Beka z Tuska
W minionym jak najbardziej słusznie okresie popularne były słowa, rzekomo kierowane do króla Francji Ludwika XVIII przez Charles-Maurice’a de Talleyrand-Périgord’a. Otóż na pytanie, co mówią ludzie, minister odpowiadał – narzekają, Wasza Wysokość. To jednak na władcy nie robiło wrażenia. Dopiero kiedy usłyszał, że się śmieją, zaczął się niepokoić.
Tak to już bowiem jest, że kiedy społeczeństwo uznaje, że więcej już stracić nie może, zaczyna władzę mniej lub bardziej lekceważyć. Trzeba jednak pamiętać, że ongiś procesy takie wymagały nierzadko… dekad a nawet stuleci. Żyjemy jednak w czasach, gdzie wszystko rozgrywa się o wiele szybciej, niż w przeszłości.

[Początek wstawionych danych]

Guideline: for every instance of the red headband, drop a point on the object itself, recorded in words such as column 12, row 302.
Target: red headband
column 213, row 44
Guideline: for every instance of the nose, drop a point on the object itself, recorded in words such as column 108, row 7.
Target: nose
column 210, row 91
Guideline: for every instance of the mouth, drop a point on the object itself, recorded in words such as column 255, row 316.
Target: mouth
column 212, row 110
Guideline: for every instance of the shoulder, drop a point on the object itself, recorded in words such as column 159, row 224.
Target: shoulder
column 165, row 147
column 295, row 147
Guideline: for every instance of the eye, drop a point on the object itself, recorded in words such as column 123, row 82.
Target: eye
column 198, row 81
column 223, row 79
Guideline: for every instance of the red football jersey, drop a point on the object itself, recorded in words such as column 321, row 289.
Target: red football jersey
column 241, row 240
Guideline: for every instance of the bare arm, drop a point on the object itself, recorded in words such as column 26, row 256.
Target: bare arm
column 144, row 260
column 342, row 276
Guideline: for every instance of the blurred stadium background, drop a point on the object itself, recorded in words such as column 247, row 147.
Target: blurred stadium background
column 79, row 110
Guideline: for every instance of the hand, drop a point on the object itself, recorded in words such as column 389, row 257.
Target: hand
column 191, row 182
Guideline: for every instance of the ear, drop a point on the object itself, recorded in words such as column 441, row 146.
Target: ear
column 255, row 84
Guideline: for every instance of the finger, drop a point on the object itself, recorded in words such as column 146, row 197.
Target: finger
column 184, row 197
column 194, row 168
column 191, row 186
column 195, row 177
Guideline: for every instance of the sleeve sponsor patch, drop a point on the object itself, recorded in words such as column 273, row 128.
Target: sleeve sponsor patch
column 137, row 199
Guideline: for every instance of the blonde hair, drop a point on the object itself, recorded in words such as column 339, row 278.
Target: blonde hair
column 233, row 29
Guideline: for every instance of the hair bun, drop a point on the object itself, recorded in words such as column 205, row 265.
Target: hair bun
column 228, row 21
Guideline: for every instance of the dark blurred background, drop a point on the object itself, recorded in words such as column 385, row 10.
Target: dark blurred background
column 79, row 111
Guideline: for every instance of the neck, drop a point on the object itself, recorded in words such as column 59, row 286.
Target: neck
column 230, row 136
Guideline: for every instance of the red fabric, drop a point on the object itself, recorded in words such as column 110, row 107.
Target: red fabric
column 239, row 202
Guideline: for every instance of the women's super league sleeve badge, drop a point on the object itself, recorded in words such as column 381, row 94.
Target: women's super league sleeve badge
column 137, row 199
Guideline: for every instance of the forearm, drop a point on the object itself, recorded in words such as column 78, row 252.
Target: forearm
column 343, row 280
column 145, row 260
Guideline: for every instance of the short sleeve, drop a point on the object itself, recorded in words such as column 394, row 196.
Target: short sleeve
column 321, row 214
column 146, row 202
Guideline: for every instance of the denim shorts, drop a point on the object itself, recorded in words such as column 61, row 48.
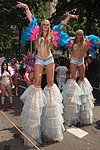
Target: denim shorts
column 44, row 61
column 77, row 61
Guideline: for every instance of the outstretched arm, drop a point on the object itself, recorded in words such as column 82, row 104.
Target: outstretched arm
column 65, row 21
column 28, row 13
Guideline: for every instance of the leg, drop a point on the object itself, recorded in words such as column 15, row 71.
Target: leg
column 38, row 70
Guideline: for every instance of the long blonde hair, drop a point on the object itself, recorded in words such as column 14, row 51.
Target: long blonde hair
column 47, row 38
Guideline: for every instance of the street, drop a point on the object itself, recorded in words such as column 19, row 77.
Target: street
column 10, row 137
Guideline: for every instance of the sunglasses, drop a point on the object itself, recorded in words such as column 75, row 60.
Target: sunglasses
column 45, row 24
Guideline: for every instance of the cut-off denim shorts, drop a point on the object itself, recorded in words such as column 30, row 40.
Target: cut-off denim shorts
column 77, row 61
column 44, row 61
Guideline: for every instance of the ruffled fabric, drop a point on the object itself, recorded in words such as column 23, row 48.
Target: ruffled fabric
column 86, row 113
column 34, row 101
column 52, row 120
column 94, row 43
column 71, row 95
column 27, row 32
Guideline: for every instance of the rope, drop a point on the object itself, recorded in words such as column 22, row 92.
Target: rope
column 96, row 88
column 19, row 130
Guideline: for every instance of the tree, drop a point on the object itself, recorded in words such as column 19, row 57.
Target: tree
column 89, row 9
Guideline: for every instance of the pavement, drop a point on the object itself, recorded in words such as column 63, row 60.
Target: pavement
column 11, row 139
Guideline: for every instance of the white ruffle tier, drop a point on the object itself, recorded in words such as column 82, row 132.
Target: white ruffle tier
column 52, row 120
column 86, row 113
column 34, row 101
column 72, row 101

I tak zaledwie po 10 miesiącach „sprawowania władzy” rząd Tuska stał się memiczny w stopniu o wiele większym, niż jakikolwiek wcześniej po 1989 r.
Trzeba jednak powiedzieć sobie wprost. Tusk sam jest sobie winien całej sytuacji. Co prawda nie uważam, że osobiście wymyśla kolejne sytuacje, mające ocieplać jego wizerunek w oczach jak największej grupy ludzi, ale ponosi tzw. winę w wyborze.

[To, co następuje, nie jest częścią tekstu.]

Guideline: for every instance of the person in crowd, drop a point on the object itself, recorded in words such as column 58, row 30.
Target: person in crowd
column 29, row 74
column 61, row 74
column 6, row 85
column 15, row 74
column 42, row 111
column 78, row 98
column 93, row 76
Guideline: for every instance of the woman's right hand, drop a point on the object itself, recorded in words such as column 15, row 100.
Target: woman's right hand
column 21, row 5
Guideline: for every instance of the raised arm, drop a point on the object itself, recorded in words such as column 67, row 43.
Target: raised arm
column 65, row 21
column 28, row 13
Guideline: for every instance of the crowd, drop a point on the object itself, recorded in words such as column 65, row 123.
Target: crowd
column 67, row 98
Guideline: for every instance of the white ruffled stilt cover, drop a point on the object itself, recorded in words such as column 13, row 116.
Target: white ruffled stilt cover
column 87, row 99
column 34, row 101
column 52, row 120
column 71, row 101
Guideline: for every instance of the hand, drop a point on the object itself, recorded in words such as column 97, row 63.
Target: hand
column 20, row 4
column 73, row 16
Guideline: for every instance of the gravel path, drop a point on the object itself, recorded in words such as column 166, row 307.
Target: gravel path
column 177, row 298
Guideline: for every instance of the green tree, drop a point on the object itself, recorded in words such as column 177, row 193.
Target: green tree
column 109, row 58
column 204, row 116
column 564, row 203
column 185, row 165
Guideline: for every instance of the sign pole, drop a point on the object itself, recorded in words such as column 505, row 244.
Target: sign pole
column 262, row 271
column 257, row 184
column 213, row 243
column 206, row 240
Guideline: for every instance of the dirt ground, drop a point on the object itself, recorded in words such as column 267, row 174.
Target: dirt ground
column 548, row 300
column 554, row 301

Beka z Tuska nie wynikła z jakichkolwiek działań opozycyjnej Prawicy, ale tylko w odpowiedzi na zamieszczane przez pełowskich pijarowców bzdety.
Lansowanie Tuska jako „silnego człowieka” osobiście zarządzającego akcją ratunkową na obszarach dotkniętych powodzią już samo w sobie jest idiotyczne. Premierem Tusk jest bowiem całego kraju, a zatem winien poświęcać czas polityce międzynarodowej, innym regionom również, natomiast pomoc powodzianom i likwidację jej skutków powierzyć fachowcom. Niestety. Wybór Kierwy, człowieka umoczonego w bandycki napad na protestujących rolników w Warszawie został odebrany dość jednoznacznie.
„Ferdas” Kierwiński…
I to jedna z najbardziej cenzuralnych ocen.
Gros bzdetów miał jednak lansować Tuska. Jedno z zabawniejszych - Tusk wchodzący do zalanego budynku - szybko doczekał się właściwej wersji. Nieudolnym materiałem propagandowym cuchnęło jeszcze bardziej niż fekaliami wypłukanymi z oczyszczalni ścieków w Brzegu.
To nawet nie jest kpina. Obnaża bowiem propagandystów „uśmiechniętej władzy” jako kompletnych idiotów.
Kolejny mem. W zamyśle tuskowych krety…, pardon, pijarowców, wiadomość miała rzucić na kolana. Oto troskliwa Gosia pomyślała o papu dla Donalda…
Net jest jednak bezlitosny.
Niewątpliwie jednak mem przedstawiający Tuska ratującego rybę przed utonięciem zasługuje na wyróżnienie.
Równolegle w mediach społecznościowych trwa walka. Na portalu X bywa nader ucieszna.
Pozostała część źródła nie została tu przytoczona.